Because of this public listing, today 36% of Umeme is owned by Ugandans, of whom 23% are workers saving with NSSF. Given the president’s interest in East African integration, it is important to also add that 55% of Umeme is owned by East Africans. Therefore, a significant share of the high returns to Umeme actually go to the people of Uganda and their cousins in East Africa. This is not to say that the Umeme concession did not have weaknesses. However most of these were a result of the weak negotiating position Uganda occupied at the time, not a result of incompetence or corrupt intent as the president and some Ugandan elites claim.

Under the first concession agreement, Umeme was supposed to have reduced electricity losses from 38 percent to 28 percent in the first seven years of the concession. They reduced them to 24 percent. They were supposed to have invested US$65 million in the first seven years; they invested $130  million. They were supposed to make 60,000 new connections in the first seven years; they made 220,000 connections. They were supposed to increase collection of revenue from 75 percent to 95 percent; they reached 98 percent. It is on this basis that the concession was renewed.
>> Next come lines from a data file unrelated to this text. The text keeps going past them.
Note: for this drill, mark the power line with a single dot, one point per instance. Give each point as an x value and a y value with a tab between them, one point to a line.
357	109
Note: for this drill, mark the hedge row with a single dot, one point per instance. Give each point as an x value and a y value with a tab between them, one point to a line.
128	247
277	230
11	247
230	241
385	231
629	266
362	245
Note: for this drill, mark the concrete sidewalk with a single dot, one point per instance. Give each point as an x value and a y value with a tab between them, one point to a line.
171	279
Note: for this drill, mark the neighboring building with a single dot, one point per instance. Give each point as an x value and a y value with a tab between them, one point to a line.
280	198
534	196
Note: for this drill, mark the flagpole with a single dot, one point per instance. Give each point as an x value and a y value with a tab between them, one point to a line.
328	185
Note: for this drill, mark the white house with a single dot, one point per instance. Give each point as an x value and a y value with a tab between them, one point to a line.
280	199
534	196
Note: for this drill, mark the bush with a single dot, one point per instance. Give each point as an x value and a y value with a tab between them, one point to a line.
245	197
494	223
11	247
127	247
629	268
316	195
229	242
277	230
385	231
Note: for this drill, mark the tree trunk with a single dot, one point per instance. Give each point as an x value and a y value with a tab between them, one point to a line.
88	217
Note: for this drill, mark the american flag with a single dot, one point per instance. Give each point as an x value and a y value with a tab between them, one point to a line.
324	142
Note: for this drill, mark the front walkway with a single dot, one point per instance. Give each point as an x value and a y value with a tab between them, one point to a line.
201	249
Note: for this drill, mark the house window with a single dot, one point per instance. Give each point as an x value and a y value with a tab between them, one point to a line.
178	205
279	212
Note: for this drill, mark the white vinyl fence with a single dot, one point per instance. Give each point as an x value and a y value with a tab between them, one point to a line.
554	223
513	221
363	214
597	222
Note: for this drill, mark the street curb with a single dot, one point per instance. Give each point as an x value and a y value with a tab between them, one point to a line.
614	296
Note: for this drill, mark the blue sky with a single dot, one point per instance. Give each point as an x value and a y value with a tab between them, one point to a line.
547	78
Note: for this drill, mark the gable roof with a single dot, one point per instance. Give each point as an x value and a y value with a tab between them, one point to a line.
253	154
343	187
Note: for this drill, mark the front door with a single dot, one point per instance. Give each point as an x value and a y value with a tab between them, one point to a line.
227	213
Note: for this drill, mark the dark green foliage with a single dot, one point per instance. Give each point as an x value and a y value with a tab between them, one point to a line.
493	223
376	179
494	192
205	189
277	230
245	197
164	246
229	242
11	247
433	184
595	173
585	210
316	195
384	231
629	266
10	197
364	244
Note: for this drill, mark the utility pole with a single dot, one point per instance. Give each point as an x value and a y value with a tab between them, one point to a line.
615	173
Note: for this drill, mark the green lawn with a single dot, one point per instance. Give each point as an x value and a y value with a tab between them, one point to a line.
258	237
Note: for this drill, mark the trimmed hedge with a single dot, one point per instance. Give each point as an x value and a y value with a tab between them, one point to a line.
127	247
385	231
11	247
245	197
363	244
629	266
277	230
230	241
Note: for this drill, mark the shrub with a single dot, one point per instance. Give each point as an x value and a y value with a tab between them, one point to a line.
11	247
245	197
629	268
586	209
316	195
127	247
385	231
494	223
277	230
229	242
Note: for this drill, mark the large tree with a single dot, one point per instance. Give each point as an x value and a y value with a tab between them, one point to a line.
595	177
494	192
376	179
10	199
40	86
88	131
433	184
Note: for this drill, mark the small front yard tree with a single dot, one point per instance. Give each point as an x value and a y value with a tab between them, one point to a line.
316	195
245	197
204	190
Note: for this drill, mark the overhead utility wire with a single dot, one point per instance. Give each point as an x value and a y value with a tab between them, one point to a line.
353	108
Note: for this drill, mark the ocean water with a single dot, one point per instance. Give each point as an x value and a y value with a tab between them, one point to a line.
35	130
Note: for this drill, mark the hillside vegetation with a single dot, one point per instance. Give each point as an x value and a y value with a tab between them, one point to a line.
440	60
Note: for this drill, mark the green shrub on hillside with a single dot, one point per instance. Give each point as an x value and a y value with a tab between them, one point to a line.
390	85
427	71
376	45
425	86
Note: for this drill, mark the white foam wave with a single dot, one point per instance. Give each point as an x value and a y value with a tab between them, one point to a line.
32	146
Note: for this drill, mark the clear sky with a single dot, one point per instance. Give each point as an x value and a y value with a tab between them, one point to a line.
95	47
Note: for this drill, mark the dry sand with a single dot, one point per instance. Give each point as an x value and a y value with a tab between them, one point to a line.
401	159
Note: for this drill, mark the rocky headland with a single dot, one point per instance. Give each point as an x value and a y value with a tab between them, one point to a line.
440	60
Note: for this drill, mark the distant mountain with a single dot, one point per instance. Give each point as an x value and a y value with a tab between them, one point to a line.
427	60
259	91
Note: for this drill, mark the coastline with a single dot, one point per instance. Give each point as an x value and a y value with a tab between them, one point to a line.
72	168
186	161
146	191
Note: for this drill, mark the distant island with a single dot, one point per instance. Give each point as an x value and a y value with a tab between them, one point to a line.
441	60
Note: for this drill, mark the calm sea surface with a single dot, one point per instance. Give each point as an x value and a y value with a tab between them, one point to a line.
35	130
As I write this article in May 2021, total losses have fallen to 17.5% compared to Kenya 23% up from 17% seven years ago, Tanzania above 30%. They have invested $700 million in the network, increased connections from 250,000 to 1.5 million, revenue collections are 99.9%, with total revenues of Shs1.7 trillion, with their assets now at Shs2.6 billion. And it employs 1,600 direct employees and 900 contractors. Now they have more than 14,000 transformers, 44,000 km of lines. And the company relies on local staff – with only five expatriates out of over 2,000 employees.

In a 2015 World Bank review of the electricity sector in Africa, it was found that only Uganda’s tariff covers the costs of capital investment and operation expenses and makes a profit. The second country was Seychelles which was breaking even. Across the entire continent all other nations of Africa make losses and have to subsidise their power to citizens and businesses. At the heart of Uganda’s success in the electricity market has been Umeme. It is, therefore, saddening that the president continues to listen to people who do not understand how far he has succeeded in reforming Uganda’s electricity sector, making it a star and an example in the whole of Africa.